Question 1: Evaluating investment projects You are planning to invest $50,000 in new equipment. This investment...

Question 1: Evaluating investment projects

You are planning to invest $50,000 in new equipment. This investment will generate net cash flows of $30,000 a year for the next 2 years. The salvage value after 2 years is zero. The cost of capital is 25% a year.

a) Compute the net present value
NPV = $
Enter negative numbers with a minus sign, i.e., -100 not ($100) or (100).
Should you invest? Why?

YES -- the NPV is positive, which indicates that the investment is profitable

YES -- the NPV is negative, which indicates that the investment will reduce costs    

NO -- the NPV is negative, which indicates that the investment is unprofitable


b) Compute the payback period.
payback period =  years

c) Compute the accounting rate of return (ARR).
To compute ARR, first compute:
   annual depreciation=$
   annual income=$
   average investment=$
ARR =  %
If your answer is 10%, enter 10 without the percent sign.
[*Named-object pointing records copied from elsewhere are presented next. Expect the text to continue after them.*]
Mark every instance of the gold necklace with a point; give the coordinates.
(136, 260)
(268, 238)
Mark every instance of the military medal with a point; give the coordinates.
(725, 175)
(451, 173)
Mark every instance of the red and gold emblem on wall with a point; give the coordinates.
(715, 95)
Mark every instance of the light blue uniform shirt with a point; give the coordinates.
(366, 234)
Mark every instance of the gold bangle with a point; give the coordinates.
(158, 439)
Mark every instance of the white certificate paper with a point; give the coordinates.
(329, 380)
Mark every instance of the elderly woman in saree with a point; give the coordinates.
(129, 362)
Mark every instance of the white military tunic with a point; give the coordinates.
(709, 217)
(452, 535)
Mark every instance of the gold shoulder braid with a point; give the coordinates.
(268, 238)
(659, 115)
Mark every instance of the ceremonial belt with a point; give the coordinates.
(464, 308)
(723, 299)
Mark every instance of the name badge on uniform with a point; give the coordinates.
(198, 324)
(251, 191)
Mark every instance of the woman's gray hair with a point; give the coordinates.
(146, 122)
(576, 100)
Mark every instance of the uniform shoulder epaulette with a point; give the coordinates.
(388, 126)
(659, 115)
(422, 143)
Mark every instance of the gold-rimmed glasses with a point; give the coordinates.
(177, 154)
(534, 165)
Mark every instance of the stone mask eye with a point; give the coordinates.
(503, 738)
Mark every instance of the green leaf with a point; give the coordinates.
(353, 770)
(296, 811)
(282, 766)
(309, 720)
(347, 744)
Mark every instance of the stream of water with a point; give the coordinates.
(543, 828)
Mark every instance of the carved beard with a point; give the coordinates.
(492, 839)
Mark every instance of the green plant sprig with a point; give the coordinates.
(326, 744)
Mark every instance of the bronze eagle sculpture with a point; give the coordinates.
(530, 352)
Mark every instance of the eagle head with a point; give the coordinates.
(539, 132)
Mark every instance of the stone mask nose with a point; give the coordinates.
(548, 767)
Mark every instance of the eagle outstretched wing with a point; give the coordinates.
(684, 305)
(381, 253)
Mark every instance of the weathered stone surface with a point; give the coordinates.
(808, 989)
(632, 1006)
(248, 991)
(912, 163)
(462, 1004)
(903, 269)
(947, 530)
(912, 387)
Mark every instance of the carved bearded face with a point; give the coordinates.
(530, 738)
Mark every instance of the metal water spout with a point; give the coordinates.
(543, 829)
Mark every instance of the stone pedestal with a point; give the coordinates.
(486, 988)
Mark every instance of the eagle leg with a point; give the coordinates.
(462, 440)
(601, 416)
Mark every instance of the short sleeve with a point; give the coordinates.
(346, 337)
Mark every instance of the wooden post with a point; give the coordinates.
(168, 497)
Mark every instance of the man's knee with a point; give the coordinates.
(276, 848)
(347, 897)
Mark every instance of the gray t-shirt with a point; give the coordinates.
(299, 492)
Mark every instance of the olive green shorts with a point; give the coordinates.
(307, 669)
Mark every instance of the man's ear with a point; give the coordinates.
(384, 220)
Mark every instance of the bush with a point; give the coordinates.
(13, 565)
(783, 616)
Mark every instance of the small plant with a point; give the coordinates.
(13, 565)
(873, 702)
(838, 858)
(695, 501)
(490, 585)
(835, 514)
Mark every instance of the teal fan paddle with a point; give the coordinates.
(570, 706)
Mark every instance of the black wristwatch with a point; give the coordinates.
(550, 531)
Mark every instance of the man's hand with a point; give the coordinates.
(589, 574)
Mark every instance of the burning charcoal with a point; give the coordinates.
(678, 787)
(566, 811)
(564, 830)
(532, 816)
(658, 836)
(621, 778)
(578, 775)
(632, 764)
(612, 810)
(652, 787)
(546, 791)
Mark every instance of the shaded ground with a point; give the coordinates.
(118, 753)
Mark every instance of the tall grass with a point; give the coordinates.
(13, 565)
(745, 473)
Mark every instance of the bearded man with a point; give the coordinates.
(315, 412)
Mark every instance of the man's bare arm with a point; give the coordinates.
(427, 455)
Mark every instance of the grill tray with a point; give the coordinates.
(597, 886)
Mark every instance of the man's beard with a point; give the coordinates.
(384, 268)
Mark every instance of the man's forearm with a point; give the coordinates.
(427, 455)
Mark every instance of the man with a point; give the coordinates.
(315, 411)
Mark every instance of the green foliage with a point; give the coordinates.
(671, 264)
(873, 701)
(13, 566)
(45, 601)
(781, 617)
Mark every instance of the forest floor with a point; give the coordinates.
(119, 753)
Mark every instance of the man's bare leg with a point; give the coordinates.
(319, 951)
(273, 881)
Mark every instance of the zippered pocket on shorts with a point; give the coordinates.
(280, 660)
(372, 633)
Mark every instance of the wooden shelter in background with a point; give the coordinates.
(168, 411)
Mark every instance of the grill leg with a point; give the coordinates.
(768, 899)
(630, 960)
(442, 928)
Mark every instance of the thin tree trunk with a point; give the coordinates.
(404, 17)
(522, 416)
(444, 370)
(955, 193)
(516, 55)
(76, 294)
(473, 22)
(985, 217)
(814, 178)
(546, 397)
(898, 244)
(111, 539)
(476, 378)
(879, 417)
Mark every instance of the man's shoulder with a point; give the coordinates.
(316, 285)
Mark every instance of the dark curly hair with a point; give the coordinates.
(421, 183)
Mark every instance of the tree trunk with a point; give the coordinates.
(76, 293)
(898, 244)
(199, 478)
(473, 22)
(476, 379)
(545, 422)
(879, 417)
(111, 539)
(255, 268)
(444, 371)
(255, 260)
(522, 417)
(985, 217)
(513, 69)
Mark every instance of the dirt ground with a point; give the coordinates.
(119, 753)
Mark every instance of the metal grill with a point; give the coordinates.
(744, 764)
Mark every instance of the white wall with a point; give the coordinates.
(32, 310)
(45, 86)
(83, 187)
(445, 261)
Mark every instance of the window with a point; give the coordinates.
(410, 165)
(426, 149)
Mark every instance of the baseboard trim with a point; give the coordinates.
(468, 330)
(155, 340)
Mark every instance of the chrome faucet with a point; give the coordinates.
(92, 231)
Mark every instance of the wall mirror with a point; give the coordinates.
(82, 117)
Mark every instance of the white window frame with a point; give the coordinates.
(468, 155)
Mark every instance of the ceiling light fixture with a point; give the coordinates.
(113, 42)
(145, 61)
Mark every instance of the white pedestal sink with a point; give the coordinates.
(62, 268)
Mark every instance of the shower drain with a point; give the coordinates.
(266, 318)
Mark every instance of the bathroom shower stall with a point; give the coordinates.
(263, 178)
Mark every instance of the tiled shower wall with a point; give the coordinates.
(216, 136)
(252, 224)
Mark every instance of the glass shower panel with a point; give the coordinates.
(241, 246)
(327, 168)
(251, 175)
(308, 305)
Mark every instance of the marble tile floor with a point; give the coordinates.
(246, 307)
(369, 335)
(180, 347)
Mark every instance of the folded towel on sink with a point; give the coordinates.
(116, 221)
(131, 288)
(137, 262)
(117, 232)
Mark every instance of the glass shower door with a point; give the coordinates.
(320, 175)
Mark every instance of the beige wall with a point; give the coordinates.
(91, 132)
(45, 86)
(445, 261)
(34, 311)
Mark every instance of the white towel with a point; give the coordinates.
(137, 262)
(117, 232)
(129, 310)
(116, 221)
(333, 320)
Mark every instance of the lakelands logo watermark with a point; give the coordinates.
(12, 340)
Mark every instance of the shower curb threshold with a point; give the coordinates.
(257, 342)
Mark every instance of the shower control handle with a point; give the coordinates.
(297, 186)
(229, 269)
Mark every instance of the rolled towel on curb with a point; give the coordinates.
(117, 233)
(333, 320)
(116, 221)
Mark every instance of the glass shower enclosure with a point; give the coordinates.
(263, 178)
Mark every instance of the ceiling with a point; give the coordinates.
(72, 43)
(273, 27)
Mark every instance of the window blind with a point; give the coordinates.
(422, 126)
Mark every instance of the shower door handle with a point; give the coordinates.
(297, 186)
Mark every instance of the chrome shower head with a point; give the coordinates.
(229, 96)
d) Which of the three methods in (a)-(c) should you use in real life?

NPV only

payback method only   

ARR only

always use all three methods to reach the best decision

Homework Answers

Answer #1

Solution :-

(a) NPV :

NPV = Present Value of Future Inflows - Initial Investment

Initial Investment = $ 50,000

Present Value of Future Inflows = Cumulative Annuity Factor (25%, 2 Years) * $ 30,000

= 1.44 * 30,000

= 43,200

NPV = 43,200 - 50,000

NPV = - 6,800

Should you invest? Why?

Ans .  NO -- the NPV is negative, which indicates that the investment is unprofitable.

(b) Payback Period :

Payback Period = Initial Investment / Cash Inflow per annum.

= 50,000 / 30,000

Payback Period = 1.67 Years.

(c) Accounting Rate of Return or ARR

Annual Depreciation = $ 50,000/ 2

= $ 25,000

Annual Income = $ 30,000 - $ 25,000

= $ 5,000

Average Investment = $ 50,000

ARR = Annual Income / Average Investment * 100

= $ 5,000 / $ 50,000

= 10%

ARR = 10

(d) Which of the three methods in (a)-(c) should you use in real life?

Ans. : Always use all three methods to reach the best decision.